Interview: Ellen Page Talks Whip It

You probably know Ellen Page best as the confused teenage mom-to-be from Juno (for which she was nominated for an Oscar), but she’s built up an impressive resume in the past couple years that includes the terrifying Hard Candy, the debacle but box office smash that was X-Men: The Last Stand, Christopher Nolan’s upcoming Inception, and, this weekend’s new release, Whip It. The pint-sized acting dynamo plays Bliss Cavendar, a teen beauty pageant contestant who discovers roller derby and, amidst the rough-and-tumble sisterhood that makes the world up, the identity she’s been searching for. I got to sit down with Ellen this week to discuss the movie and working with first-time director Drew Barrymore on the production.

Cole Haddon: So did you knew how to skate before you got the part of Bliss?

Ellen Page: A little. I wasn't always a good skater, but I could skate.

CH: Then how brutal was the training that you guys went through?

EP: It was just fun, to be honest with you. I trained for three months. I worked with a really awesome derby trainer and simultaneously worked with a physical trainer just to get stronger. I just worked hard, ate well. Went to bed early.

CH: And who had the worst bruises at the end of it all?

EP: I'd say Drew, but she just cheats because she bruises easily.

CH: Speaking of Drew, what was it like working on a female-centric movie with a female director?

EP: I find those gender questions weird, but working with Drew was amazing. That's all I know. She was just tireless, in a way that was inspiring. Here was someone who was in pre-production for their first feature film while also training to be a roller derby star. And she was just always there, always available, and always emotionally present with the material. She just really guided me through everything.

CH: And is it true that she calls you “Small Newman?”
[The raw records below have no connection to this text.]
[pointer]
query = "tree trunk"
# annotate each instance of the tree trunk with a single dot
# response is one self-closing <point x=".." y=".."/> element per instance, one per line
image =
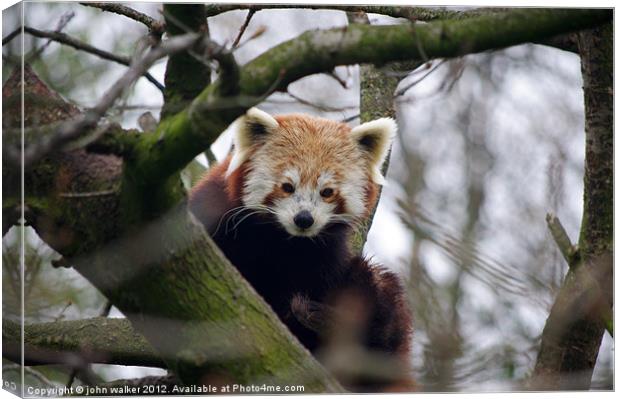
<point x="575" y="327"/>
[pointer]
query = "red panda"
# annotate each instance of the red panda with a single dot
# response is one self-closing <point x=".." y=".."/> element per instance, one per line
<point x="282" y="208"/>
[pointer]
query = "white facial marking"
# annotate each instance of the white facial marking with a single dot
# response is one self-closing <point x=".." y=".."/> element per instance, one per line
<point x="305" y="198"/>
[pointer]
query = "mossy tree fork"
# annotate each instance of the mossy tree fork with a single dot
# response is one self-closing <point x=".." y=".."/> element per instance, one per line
<point x="104" y="209"/>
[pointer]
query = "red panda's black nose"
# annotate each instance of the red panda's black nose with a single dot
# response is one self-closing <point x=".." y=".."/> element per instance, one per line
<point x="303" y="219"/>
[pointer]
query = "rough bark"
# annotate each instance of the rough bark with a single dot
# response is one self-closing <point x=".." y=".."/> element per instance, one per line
<point x="377" y="89"/>
<point x="97" y="340"/>
<point x="185" y="75"/>
<point x="168" y="277"/>
<point x="575" y="327"/>
<point x="184" y="135"/>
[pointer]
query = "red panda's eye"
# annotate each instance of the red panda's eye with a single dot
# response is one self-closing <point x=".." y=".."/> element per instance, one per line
<point x="288" y="188"/>
<point x="327" y="192"/>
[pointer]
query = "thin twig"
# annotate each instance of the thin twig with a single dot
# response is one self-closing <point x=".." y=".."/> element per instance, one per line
<point x="322" y="107"/>
<point x="248" y="18"/>
<point x="64" y="20"/>
<point x="409" y="86"/>
<point x="338" y="79"/>
<point x="104" y="313"/>
<point x="79" y="45"/>
<point x="561" y="239"/>
<point x="154" y="25"/>
<point x="11" y="36"/>
<point x="73" y="128"/>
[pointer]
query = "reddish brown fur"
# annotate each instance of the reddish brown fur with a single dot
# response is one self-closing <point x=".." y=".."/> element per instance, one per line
<point x="306" y="281"/>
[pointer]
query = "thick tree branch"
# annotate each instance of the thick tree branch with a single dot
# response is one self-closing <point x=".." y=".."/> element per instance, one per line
<point x="567" y="249"/>
<point x="168" y="278"/>
<point x="188" y="133"/>
<point x="79" y="342"/>
<point x="186" y="74"/>
<point x="74" y="128"/>
<point x="573" y="332"/>
<point x="79" y="45"/>
<point x="376" y="101"/>
<point x="154" y="26"/>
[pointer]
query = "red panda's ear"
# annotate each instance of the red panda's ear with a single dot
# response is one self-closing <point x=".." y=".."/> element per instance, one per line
<point x="374" y="138"/>
<point x="248" y="130"/>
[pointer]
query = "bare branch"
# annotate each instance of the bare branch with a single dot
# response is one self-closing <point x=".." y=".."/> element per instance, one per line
<point x="79" y="343"/>
<point x="11" y="36"/>
<point x="561" y="238"/>
<point x="79" y="45"/>
<point x="155" y="26"/>
<point x="409" y="86"/>
<point x="248" y="18"/>
<point x="76" y="127"/>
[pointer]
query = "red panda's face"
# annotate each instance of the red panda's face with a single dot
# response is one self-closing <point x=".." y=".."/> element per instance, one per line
<point x="309" y="172"/>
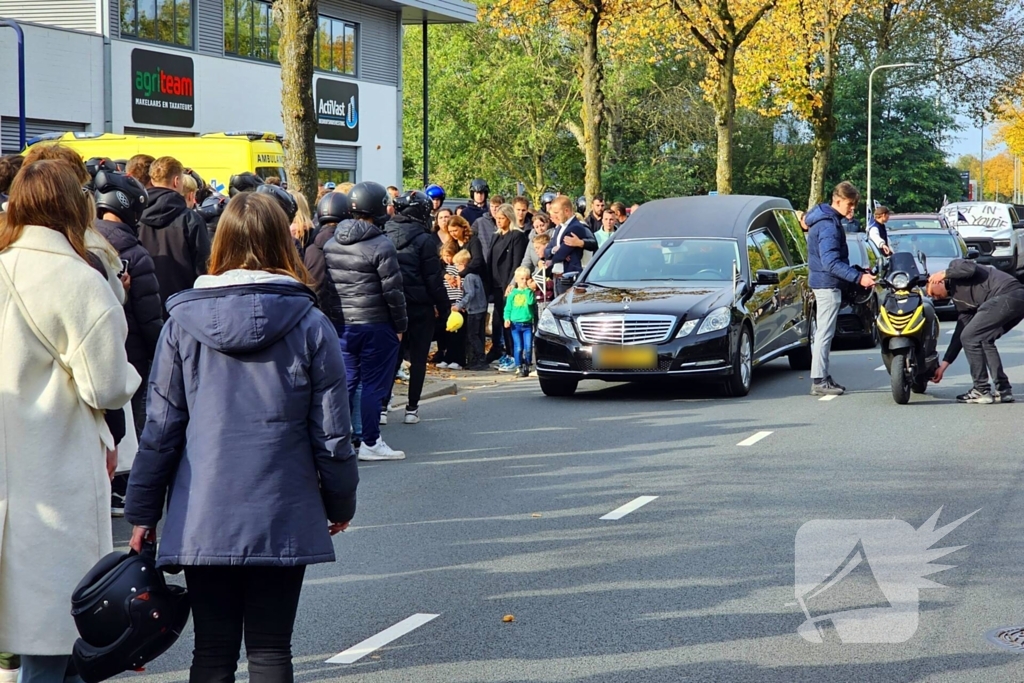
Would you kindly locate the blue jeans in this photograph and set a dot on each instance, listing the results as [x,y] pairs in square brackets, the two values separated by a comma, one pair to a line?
[371,351]
[45,669]
[522,343]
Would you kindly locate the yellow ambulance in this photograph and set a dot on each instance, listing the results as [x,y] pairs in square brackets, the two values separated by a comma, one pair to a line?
[216,157]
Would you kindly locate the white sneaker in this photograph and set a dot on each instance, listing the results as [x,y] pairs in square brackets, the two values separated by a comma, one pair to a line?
[380,451]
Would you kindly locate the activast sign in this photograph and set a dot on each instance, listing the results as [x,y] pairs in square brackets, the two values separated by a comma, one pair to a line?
[163,89]
[337,111]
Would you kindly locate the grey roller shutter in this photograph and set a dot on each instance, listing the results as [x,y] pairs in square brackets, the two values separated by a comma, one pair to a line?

EP: She really does. She calls me Small way more than she calls me Ellen. I don't know if I've been called Ellen since we shot the film. I love it. I have a nickname from Drew Barrymore. I'll live. I love nicknames. It makes me feel loved. It makes me feel less alone in this world.

CH: And was it the role of Bliss Cavendar or the chance to work with Drew that made you want to be a part of Whip It?

EP: First of all, I read the script and loved it, and was really fascinated and excited about this resurgence of roller derby and what that represented for women. And the fact the Drew Barrymore was attached to direct was really thrilling. When I finally met Drew, I was like, "Oh, wow, I definitely want to do this." I was so lucky. This was before Juno, so she saw something in me that she liked. And, I'm honored to be a part of her first film.

CH: Whip It tackles both the pageant and the derby worlds, which couldn’t be more different. Did you enjoy both aspects of the project?

EP: Yeah. What I liked about it is that Bliss was by no means evilly forced into the pageant world. She loved that that allowed her a connection with her mother, and she liked to make her mother happy. It just obviously wasn't what was igniting a passionate fire within her. Then when she discovers derby, that's the thing she connects with, and that's the thing that allows her to come out of her shell, establish a sense of confidence, develop a sense of sexuality and really be in touch with herself, in a way she'd never felt before. That was a really nice transition to explore.

What I really loved about how Drew handled the pageant aspect of it was that she didn't do that overly tacky, judgmental way of approaching it because a lot of people probably feel about pageants the way Bliss feels about derby. I didn't want it to seem like we were being really judgey about it. I wanted to show respect towards that.

CH: Last question. When Bliss discovers roller derby, she finds her place, her tribe. When you found acting, was it anything like that for you?

EP: Yeah, it was something I fell in love with, and I'm still very, very in love with it. But I don't attach myself with it so much. I adore it, and I'm so grateful to do it as my job, but there are other things that I really love. I don't want to become unhealthily attached to what I do. I'm grateful for what I do, but I also want to be able to be OK when I'm not doing it.